IFAs account for just 1% of claims
IFAs accounted for just 1% of complaints referred to the Financial Ombudsman Service (FOS) in the 2011/12 financial year, as complaints against advisers continue to fall.
FOS's annual review, published today, shows there were 2,644 complaints against IFAs referred to FOS in 2011/12, down from 3,092 the previous year.
As a proportion of all complaints, IFA complaints have now fallen from 2% of cases in 2009/10 to 1.5% in 2010/11 and 1% in 2011/12.
FOS said this reflects the steady decline in the number of complaints relating to investments and pensions.
The Ombudsman upheld 54% of cases against IFAs in 2011/12. Overall, it upheld 64% of all claims received, up from 51% the previous year.
Claims for payment protection insurance dominated FOS’s workload over the past year, accounting for 60% of new cases. The next most complained about product was credit cards at 7% of cases.
There were 157,716 complaints received about PPI in 2011/12, up from 104,597 the previous year.
Complaints about income protection (IP) and critical illness (CI) also increased. IP complaints rose by 34%, from 720 in 2010/11 to 965 in 2011/12, while CI complaints increased by 55%, from 528 to 817.
Complaints about private medical insurance rose marginally, from 506 in 2010/11 to 513 in 2011/12.
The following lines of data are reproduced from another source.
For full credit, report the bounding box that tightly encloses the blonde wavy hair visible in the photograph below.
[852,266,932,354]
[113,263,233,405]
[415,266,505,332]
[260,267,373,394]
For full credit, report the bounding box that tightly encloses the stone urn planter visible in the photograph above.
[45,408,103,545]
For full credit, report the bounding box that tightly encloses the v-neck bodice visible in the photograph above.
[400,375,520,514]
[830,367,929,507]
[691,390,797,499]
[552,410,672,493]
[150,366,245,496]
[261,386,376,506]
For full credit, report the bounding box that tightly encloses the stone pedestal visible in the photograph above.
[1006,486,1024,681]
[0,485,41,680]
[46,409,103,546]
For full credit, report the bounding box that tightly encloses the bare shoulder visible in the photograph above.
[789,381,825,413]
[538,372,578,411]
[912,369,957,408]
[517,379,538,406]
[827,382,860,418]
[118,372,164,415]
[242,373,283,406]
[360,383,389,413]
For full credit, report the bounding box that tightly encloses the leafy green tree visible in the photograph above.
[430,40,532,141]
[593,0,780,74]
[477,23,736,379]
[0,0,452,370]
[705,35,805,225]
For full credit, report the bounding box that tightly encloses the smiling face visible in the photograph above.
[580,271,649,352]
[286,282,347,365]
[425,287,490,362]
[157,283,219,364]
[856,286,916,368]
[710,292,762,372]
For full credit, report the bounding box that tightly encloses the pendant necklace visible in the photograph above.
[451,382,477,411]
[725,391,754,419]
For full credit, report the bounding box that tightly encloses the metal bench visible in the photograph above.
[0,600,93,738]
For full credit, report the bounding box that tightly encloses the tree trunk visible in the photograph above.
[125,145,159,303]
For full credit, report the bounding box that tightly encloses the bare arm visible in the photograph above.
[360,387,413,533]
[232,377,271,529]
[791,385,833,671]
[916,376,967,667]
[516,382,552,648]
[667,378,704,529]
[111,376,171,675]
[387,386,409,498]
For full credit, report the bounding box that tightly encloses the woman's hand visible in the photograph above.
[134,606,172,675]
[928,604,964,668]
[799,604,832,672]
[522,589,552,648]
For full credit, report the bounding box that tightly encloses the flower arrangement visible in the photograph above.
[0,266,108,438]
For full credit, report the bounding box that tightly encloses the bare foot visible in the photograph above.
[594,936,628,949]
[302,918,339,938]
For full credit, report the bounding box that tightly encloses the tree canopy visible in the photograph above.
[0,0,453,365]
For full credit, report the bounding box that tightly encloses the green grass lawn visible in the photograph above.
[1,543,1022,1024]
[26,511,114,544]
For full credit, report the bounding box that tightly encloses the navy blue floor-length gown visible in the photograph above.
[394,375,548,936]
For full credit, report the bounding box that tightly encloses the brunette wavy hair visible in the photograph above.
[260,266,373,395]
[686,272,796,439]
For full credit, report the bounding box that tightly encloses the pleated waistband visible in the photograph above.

Meanwhile whole-of-life policies and savings endowments complaints were up 26%, from 3,328 to 4,186.
Natalie Ceeney, chief ombudsman at FOS, said: “This year's been a struggle for many consumers, who've found themselves burdened by debt, besieged by claims companies and bewildered by the complexity of financial services. This has made our work at the ombudsman service more challenging – but more crucial – than ever before.
“I believe there's something we can all learn from what we've seen this year – to help prevent future problems and complaints. What's gone wrong in the past doesn't need to happen again.”
In response to the figures, the Association of Independent Financial Advisers (AIFA) called for the regulator to recognise the falling number of complaints against IFAs by paying a regulatory dividend to firms.
Chris Hannant, policy director at AIFA, said: “It is extremely positive that complaints against advisers continue to fall and shows that advisers are looking after their clients. The regulator now needs to recognise this in its approach to the profession.
“Advisers have responded to the demands of the Retail Distribution Review and the Financial Services Authority(FSA) now needs to deliver on its promise of a regulatory dividend for firms. Unlimited liability of advice and rising PI premiums, due to the retrospective actions of the FSA, are damaging the profession. The regulator needs to act now to deliver a fairer outcome for advisers.”